Seinen fesselnden Plot breitet der Autor wie schon in "Roter Drache" stilistisch stringent aus, sein Schreibstil ist einmal mehr mit trockener Sachlichkeit versehen, die Handlungselemente verlaufen erstaunlich geradlinig, die subtil, aber eindringlich dargestellte Brutalität per se manifestiert sich (wieder) im Kopf des Lesers.
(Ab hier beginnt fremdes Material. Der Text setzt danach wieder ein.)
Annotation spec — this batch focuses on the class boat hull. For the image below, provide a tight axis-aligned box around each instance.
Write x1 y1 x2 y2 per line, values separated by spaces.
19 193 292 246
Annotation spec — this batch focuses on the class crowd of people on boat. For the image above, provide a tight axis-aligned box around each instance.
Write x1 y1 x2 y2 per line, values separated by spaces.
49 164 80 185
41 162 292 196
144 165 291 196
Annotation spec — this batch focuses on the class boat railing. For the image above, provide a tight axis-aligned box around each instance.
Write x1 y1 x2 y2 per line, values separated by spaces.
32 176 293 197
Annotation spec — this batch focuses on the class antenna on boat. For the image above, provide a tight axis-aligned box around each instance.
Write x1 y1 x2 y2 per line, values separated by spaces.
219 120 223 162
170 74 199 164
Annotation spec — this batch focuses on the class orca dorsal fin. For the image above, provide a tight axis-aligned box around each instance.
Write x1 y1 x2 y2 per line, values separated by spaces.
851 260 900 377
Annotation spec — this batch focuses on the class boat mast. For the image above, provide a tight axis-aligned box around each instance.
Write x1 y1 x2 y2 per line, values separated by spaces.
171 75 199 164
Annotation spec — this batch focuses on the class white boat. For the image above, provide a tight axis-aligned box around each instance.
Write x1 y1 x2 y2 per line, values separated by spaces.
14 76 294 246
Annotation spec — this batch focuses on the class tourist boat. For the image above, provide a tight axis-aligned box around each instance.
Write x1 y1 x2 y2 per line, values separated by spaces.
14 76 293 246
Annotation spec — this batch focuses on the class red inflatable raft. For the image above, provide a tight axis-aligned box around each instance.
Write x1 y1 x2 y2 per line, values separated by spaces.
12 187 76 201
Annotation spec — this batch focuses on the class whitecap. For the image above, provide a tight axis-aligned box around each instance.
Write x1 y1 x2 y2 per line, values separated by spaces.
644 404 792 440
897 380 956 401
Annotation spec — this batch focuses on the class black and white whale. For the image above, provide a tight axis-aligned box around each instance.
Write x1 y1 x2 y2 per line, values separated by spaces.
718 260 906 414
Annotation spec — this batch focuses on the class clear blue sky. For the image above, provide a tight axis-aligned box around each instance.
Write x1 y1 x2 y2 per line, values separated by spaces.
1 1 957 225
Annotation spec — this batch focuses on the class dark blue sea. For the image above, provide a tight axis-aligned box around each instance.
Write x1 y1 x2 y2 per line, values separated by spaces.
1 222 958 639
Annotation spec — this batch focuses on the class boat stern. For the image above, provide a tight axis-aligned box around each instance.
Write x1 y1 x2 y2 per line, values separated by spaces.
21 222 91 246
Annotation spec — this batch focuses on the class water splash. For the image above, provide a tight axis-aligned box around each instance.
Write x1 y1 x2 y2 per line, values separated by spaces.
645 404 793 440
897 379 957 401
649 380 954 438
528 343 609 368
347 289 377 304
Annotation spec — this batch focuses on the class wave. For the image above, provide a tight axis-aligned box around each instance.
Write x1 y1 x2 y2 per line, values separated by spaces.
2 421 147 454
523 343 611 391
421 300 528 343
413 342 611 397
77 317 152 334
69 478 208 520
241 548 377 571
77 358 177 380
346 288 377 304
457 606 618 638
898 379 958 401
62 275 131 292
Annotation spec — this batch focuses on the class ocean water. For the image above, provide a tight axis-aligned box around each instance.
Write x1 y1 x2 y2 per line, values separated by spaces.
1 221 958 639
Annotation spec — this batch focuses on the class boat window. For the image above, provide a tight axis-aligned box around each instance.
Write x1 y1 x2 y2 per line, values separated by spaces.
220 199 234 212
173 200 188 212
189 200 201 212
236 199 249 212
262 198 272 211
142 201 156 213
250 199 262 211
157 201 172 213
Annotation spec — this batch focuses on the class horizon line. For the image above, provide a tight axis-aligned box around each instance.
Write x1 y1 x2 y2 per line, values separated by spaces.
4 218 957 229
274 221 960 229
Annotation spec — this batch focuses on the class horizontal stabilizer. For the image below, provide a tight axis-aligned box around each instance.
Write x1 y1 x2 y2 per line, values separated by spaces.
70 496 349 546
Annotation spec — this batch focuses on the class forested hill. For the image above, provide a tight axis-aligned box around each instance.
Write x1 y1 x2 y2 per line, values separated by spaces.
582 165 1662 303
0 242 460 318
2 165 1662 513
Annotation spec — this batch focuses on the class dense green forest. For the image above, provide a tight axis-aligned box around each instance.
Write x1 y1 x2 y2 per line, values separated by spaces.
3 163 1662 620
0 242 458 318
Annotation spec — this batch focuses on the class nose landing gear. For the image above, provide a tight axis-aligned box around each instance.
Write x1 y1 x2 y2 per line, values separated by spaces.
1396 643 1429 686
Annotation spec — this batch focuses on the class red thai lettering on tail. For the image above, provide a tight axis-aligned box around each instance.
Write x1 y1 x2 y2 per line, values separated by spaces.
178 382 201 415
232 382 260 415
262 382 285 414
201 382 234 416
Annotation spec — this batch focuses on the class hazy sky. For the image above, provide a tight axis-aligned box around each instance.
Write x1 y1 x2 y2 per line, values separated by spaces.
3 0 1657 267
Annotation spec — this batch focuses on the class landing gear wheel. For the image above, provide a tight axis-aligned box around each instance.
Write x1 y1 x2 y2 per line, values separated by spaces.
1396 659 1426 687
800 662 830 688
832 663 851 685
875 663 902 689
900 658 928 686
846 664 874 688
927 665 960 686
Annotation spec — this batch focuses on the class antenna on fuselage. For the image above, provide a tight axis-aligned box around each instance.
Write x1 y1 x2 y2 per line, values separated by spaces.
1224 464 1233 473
Auffallend ist wohl auch die Tatsache, dass der Leser die Geschichte aus verschiedenen Blickwinkeln betrachtet, aus dem Blickwinkel Lecters, aus dem Starlings, ihres Vorgesetzten und schließlich aus der Sicht Buffalo Bills – die Vorbereitung seiner Verbrechen.
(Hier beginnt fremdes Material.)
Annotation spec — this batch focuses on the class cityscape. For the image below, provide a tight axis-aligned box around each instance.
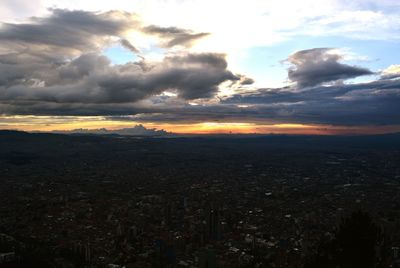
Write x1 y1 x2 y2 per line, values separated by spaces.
1 0 400 267
1 131 400 267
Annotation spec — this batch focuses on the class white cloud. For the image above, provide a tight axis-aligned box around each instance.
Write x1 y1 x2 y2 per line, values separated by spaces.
381 64 400 79
1 0 399 88
3 0 399 48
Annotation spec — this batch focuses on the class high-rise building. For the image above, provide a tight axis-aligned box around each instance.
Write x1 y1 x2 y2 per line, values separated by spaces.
206 203 221 241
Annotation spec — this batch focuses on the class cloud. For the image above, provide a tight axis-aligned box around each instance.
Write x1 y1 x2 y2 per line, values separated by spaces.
222 76 400 125
120 39 141 54
0 9 207 60
239 77 255 85
2 73 400 126
0 7 398 129
2 0 400 57
0 52 239 110
0 9 241 114
54 124 170 136
142 25 210 48
381 64 400 79
287 48 374 87
0 9 140 60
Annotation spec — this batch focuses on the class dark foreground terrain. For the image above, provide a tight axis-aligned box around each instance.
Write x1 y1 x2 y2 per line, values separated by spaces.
1 131 400 267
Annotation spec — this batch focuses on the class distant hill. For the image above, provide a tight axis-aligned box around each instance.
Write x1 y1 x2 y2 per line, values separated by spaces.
1 129 400 149
50 124 171 137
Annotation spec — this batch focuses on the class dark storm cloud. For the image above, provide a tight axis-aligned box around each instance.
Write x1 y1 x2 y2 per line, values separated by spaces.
0 9 139 59
2 75 399 126
0 9 141 88
0 52 238 107
143 25 210 47
0 9 240 114
288 48 374 87
0 9 206 61
222 77 400 125
94 52 238 101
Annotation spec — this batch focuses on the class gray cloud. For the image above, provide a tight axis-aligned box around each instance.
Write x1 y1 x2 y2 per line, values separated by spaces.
143 25 210 48
239 77 255 85
222 77 400 125
0 9 142 89
2 74 400 126
288 48 374 87
120 39 141 54
0 9 207 61
0 52 238 107
0 9 239 112
0 9 139 60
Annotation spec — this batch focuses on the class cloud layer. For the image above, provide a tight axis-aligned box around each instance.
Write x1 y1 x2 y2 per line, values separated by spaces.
0 9 399 129
0 52 238 104
0 9 139 59
0 9 240 115
287 48 374 87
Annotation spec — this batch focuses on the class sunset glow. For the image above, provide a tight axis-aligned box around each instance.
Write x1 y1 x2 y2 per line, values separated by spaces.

Spannung entwickelt sich dabei vor allem aus einer später ausbuchstabierten und durchaus dynamischen Parallelmontage heraus, die immer wieder zwischen Ermittlung und dem hoffnungslosen Kampf Gumbs neuestem Opfer, der Tochter einer Senatorin, im Keller von Gumbs Haus hin und her pendelt. Was die Twists angeht, ist auch "Das Schweigen der Lämmer" narrativ mit relativ vielen Überraschungen, mit vielen kleinen Details, gespickt, die zur Auflösung des Falles groß beitragen könnten und dem Leser so Unterhaltung offeriert, die nur wenige bis gar keine künstlich aufgeblähten Streckungen beherbergt.
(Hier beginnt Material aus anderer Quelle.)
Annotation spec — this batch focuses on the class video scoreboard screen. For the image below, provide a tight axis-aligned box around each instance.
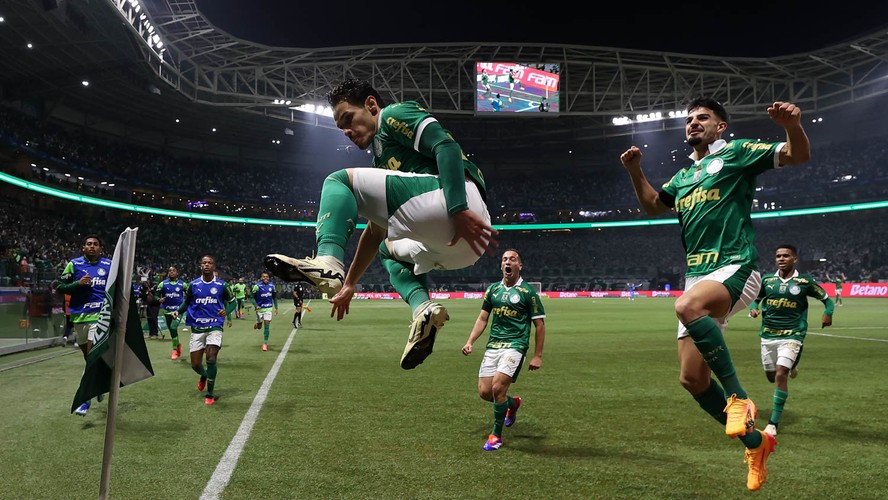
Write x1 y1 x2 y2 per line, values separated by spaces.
475 62 560 114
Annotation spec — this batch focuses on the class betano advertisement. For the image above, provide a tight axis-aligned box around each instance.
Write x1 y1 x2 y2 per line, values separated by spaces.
353 283 888 300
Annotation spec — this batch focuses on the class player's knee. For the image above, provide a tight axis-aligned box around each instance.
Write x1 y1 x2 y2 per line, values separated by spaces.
675 296 714 324
679 372 709 394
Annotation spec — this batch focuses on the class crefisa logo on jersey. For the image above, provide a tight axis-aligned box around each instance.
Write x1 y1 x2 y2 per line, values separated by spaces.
789 285 801 295
706 158 724 175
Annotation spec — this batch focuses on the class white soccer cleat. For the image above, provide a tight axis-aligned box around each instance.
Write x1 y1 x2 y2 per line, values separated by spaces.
789 367 799 379
764 423 778 436
74 401 90 416
400 301 449 370
264 254 344 296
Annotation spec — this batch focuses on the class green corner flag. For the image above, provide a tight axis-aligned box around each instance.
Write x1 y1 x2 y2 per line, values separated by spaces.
71 227 154 413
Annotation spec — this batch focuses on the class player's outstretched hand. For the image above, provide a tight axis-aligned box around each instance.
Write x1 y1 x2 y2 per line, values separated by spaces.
329 283 356 321
449 209 499 257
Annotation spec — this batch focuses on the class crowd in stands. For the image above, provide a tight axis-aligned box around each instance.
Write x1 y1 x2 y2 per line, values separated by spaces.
5 105 888 227
2 104 888 294
3 191 887 297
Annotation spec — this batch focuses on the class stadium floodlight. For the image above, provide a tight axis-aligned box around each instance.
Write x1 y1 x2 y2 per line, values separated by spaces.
612 108 688 126
110 0 165 63
291 104 334 117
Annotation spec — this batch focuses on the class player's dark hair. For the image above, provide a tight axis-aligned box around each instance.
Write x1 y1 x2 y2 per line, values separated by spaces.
201 255 215 264
776 244 798 256
82 234 102 247
327 79 386 109
686 95 729 123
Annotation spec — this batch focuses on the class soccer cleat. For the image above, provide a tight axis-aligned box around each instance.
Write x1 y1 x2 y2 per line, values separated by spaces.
482 434 503 451
789 367 799 379
205 396 216 405
253 322 262 330
171 349 179 360
97 393 105 403
264 254 344 296
262 344 268 351
74 401 90 416
764 423 778 436
745 429 777 491
400 301 449 370
198 376 207 392
505 396 522 427
724 394 757 438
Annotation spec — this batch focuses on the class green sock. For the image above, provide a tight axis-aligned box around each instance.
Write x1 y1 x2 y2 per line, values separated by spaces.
316 169 356 261
263 324 270 343
492 400 509 437
379 241 430 314
693 378 729 425
770 389 788 425
206 361 217 397
163 314 179 349
685 316 746 399
739 428 763 449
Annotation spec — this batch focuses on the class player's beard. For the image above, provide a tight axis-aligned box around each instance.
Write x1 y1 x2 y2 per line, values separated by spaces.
687 136 702 147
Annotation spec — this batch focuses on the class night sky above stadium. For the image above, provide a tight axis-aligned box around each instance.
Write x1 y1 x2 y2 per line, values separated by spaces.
195 0 888 57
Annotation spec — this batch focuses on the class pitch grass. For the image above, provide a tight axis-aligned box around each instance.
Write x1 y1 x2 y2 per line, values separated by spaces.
1 298 886 500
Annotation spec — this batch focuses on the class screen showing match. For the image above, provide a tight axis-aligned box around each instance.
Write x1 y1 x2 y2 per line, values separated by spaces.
475 62 560 114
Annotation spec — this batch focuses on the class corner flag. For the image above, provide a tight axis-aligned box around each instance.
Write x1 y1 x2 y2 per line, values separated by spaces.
71 227 154 413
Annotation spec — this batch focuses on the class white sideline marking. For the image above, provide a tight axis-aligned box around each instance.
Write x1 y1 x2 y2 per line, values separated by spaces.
808 330 888 342
200 310 298 500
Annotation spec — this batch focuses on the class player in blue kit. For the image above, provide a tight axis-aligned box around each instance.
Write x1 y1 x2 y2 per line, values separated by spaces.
251 271 278 351
156 266 187 360
172 255 235 405
57 235 111 416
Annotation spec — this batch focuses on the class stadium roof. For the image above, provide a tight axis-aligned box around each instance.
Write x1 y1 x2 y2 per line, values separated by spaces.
3 0 888 161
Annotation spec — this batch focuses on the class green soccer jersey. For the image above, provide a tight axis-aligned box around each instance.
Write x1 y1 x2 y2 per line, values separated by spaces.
833 276 844 292
233 283 247 300
752 271 833 341
661 139 782 277
372 101 487 212
481 278 546 354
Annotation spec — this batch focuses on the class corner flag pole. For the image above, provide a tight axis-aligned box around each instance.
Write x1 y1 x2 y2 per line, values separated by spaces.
98 228 138 500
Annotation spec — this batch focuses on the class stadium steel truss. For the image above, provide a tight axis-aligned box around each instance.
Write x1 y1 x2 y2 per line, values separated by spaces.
3 0 888 151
Summa summarum geht Harris' Melange aus Krimi- und Horrorelementen auf. Mit Hilfe eines schlüssigen, konstant anhaltenden Spannungsbogens mit den Abgründen menschlicher Psyche unterfüttert, und der Erschaffung furchterregender, aber auch faszinierender Bestien, die zugleich als Identifikationsfiguren fungieren, ist "Das Schweigen der Lämmer" zwar nicht ganz so überzeugend wie sein Vorgänger "Roter Drache", ein packender, morbider Klassiker des modernen literarischen Psycho-Thrillers aber allemal.